Figure 9 and Table 2 show that the precision of PCCO outside the network significantly increased in the E direction and was similar to the N direction with RSDI. The accuracy of the U direction is improved for stations within about 400 km, but the positioning accuracy decreased with the increase of distance. The results of two stations (P229 and P571) cannot be converged to 10 cm within 1 h by RSDI. The convergence speed and position accuracy of all stations outside the network were significantly improved by PCCO by 65.9% and 36.1% on average in comparison with RSDI except P299 and P571, respectively.
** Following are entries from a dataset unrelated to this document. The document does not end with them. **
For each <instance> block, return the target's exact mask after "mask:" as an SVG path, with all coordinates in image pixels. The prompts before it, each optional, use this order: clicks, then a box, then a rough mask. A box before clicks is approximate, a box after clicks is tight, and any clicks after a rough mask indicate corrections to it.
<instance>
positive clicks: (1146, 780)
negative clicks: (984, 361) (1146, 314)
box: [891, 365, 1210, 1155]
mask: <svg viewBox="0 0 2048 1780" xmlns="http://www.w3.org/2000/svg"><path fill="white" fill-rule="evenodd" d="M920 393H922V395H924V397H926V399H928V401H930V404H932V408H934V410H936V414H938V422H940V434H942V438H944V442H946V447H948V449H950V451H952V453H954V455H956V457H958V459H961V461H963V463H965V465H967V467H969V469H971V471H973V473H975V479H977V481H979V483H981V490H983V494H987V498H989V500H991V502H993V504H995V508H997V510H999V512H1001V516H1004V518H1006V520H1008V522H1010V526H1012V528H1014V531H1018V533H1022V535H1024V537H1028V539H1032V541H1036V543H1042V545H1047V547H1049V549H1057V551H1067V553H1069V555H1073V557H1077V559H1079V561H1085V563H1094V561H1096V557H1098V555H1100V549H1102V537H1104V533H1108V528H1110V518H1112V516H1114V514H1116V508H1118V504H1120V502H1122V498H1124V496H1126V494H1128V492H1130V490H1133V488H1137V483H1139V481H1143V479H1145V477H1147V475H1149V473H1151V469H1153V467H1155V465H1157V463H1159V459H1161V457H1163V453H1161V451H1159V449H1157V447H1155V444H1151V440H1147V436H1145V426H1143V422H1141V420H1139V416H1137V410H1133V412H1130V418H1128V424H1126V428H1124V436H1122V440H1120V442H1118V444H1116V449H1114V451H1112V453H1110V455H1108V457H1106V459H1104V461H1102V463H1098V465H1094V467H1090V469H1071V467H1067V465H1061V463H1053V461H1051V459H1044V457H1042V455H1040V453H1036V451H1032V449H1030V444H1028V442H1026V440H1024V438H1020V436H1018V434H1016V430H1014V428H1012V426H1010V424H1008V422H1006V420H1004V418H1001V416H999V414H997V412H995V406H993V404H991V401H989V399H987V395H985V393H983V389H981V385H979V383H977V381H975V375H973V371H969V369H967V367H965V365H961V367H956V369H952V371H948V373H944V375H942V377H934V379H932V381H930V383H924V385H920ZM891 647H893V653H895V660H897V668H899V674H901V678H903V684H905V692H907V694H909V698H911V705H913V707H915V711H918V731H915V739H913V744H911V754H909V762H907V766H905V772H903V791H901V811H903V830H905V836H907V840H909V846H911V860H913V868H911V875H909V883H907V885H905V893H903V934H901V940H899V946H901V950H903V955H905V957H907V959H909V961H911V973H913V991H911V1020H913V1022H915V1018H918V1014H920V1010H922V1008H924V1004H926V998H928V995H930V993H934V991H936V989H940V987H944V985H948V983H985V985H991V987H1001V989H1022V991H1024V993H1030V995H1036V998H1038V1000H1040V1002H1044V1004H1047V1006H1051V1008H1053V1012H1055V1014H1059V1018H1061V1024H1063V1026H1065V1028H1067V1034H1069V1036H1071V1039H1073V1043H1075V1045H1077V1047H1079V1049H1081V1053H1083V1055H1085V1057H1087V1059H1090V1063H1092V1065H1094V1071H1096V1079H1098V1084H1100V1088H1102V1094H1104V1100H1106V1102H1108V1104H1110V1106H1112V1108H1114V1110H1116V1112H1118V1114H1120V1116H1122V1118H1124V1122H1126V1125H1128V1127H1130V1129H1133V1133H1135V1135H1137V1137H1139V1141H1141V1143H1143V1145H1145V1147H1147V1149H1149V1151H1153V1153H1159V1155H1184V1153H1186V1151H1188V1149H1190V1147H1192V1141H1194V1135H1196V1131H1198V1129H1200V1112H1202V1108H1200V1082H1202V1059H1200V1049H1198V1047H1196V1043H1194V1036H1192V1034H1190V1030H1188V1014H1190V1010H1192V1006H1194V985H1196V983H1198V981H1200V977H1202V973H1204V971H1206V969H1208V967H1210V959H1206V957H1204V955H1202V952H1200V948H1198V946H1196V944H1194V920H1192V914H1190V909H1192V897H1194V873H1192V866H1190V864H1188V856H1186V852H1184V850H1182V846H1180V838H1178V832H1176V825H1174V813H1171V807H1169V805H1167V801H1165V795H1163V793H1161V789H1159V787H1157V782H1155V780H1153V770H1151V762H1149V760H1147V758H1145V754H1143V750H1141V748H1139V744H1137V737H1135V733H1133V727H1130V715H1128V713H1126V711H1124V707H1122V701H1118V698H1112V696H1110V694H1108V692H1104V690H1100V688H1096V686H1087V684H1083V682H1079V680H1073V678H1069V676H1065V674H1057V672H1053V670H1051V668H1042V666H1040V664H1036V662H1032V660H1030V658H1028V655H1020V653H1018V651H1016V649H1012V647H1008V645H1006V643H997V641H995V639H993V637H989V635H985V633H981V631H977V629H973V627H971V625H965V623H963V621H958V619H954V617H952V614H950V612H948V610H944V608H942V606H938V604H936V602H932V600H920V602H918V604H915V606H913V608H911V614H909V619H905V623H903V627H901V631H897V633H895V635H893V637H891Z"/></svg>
For the rovers inside and outside the network within a certain distance, real-time PPP could be better achieved on the basis of PCCO. By using PCCO, the position accuracy increased significantly and the convergence speed improved greatly. PCCO can satisfy the cm-level accuracy requirement for stations within 500 km.

5. Conclusions

Satellite clock bias can absorb the projection of orbit error onto the satellite-receiver range. Therefore, an approach is proposed for the coupling estimation of clock bias and orbit error in CORS data processing center. According to the results of the proposed method, the satellite orbit from broadcast ephemeris was enough for PPP in a large-scale area (much larger than the CORS service coverage area) and precise orbit products were no longer needed. An experiment was conducted by using the NGS network observation data. The positioning results were compared with RSDI. The main conclusions are as follows:

The projection of satellite orbit error was similar to the clock bias on PPP; hence, they can be coupled as one parameter for estimation purposes. During PPP by the user, the OMC vectors of GNSS equations by coupling estimation were almost the same as the traditional PPP (with a difference in millimeters). Therefore, the orbit error was availably absorbed by clock bias, whereas the residual unabsorbed orbit error did not affect the positioning in a regional area.

For the stations inside and outside (with a distance less than 500 km) the network, the proposed approach performs better than RSDI. The position accuracy of the stations inside and outside the network improves by 38.8% and 36.1%, respectively, and the convergence speed improves by 61.4% and 65.9%, respectively. This new approach has the advantages of autonomy, real-time processes, and simple parameters, which is an improvement over traditional PPP. It could be an alternative solution for regional positioning service before global PPP service comes into operation.